CVE-2025-54266: Cross-site Scripting (Stored XSS) (CWE-79) in Adobe Adobe Commerce
Adobe Commerce versions 2.4.9-alpha2, 2.4.8-p2, 2.4.7-p7, 2.4.6-p12, 2.4.5-p14, 2.4.4-p15 and earlier are affected by a stored Cross-Site Scripting (XSS) vulnerability that could be abused by a high-privileged attacker to inject malicious scripts into vulnerable form fields. Malicious JavaScript may be executed in a victim’s browser when they browse to the page containing the vulnerable field. Exploitation of this issue requires user interaction in that a victim must browse to the page containing the vulnerable field. Scope is changed.
AI Analysis
Technical Summary
CVE-2025-54266 is a stored Cross-Site Scripting (XSS) vulnerability identified in Adobe Commerce versions 2.4.9-alpha2, 2.4.8-p2, 2.4.7-p7, 2.4.6-p12, 2.4.5-p14, 2.4.4-p15, and earlier. This vulnerability arises from insufficient sanitization of user input in certain form fields, allowing a high-privileged attacker to inject malicious JavaScript code that is stored persistently on the server. When a victim user visits the affected page containing the injected script, the malicious code executes in their browser context, potentially leading to theft of session tokens, user impersonation, or unauthorized actions within the web application. The attack requires the attacker to have high privileges within Adobe Commerce, such as administrative access, and requires the victim to interact by visiting the compromised page, which changes the scope of impact to include other users. The CVSS 3.1 base score is 4.8, reflecting medium severity, with vector AV:N/AC:L/PR:H/UI:R/S:C/C:L/I:L/A:N indicating network attack vector, low attack complexity, high privileges required, user interaction required, scope changed, and limited confidentiality and integrity impact without availability impact. No public exploits have been reported yet, but the vulnerability poses a risk to the confidentiality and integrity of user data and session information. Adobe Commerce is widely used in e-commerce platforms, making this vulnerability relevant to organizations relying on this software for online retail operations.
Potential Impact
For European organizations, this vulnerability could lead to unauthorized access to user accounts, session hijacking, and potential data leakage, especially in e-commerce environments where customer trust and data protection are critical.
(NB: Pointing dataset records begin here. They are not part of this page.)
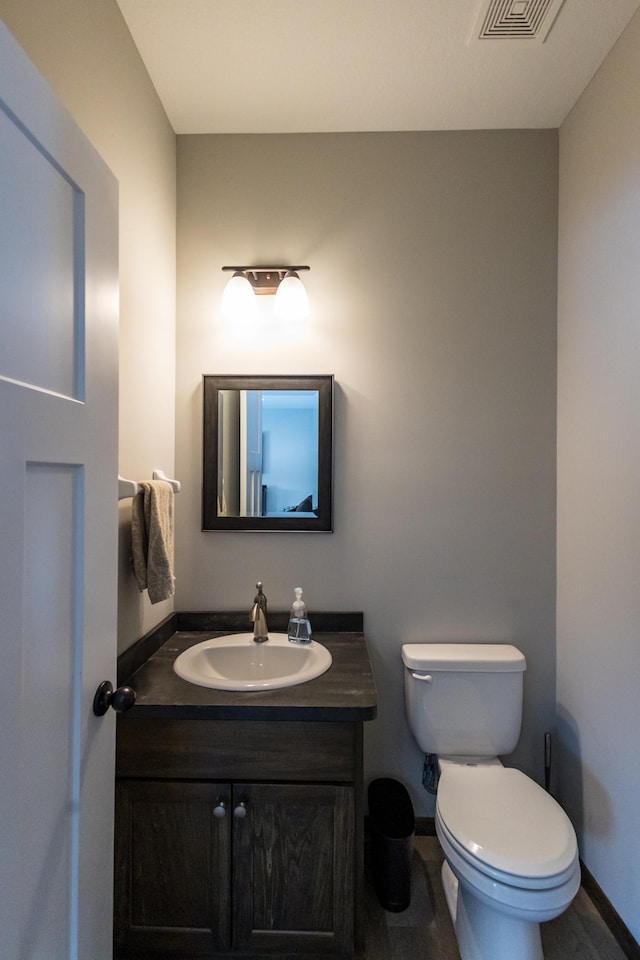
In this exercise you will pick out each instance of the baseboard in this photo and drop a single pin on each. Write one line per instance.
(626, 941)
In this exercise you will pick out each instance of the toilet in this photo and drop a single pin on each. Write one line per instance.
(511, 855)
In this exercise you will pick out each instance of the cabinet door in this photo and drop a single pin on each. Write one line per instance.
(172, 869)
(293, 875)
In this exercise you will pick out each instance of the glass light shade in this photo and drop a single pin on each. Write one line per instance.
(292, 302)
(238, 298)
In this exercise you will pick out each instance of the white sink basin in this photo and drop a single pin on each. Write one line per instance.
(237, 662)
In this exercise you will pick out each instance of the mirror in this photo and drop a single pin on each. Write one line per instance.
(267, 454)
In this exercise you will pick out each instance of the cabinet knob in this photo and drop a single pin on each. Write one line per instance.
(240, 811)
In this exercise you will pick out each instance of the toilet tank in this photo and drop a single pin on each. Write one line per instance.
(464, 699)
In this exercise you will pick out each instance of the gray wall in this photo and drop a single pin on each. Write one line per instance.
(433, 295)
(599, 475)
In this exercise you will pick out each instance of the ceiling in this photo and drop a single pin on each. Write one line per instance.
(293, 66)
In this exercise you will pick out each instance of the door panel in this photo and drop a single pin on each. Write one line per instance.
(58, 523)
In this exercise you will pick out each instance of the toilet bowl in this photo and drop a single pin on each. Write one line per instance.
(511, 855)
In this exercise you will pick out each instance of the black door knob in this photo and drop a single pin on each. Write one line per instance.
(121, 699)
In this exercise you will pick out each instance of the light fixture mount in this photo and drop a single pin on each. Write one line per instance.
(265, 279)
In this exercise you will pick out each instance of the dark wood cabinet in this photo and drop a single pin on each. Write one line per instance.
(210, 866)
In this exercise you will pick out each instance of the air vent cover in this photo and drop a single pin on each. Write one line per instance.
(515, 19)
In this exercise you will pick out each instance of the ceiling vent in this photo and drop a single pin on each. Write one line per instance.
(515, 19)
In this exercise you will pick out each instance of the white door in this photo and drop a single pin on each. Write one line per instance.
(58, 524)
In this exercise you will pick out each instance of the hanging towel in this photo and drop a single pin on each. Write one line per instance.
(152, 539)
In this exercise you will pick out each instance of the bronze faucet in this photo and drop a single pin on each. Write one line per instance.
(259, 615)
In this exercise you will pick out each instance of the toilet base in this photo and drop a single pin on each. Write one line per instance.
(482, 932)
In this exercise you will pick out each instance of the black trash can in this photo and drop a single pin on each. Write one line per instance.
(392, 826)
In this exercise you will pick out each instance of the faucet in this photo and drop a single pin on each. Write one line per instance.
(259, 615)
The confidentiality of user credentials and personal data could be compromised if malicious scripts steal cookies or other sensitive information. Integrity of the web application could be affected if attackers perform unauthorized actions on behalf of users. Although availability is not impacted, the reputational damage and regulatory consequences under GDPR for data breaches could be significant. The requirement for high privileges to exploit somewhat limits the threat to insider attackers or compromised administrator accounts. However, given the widespread use of Adobe Commerce in Europe’s e-commerce sector, the risk remains notable, particularly for organizations with less stringent internal access controls or delayed patch management.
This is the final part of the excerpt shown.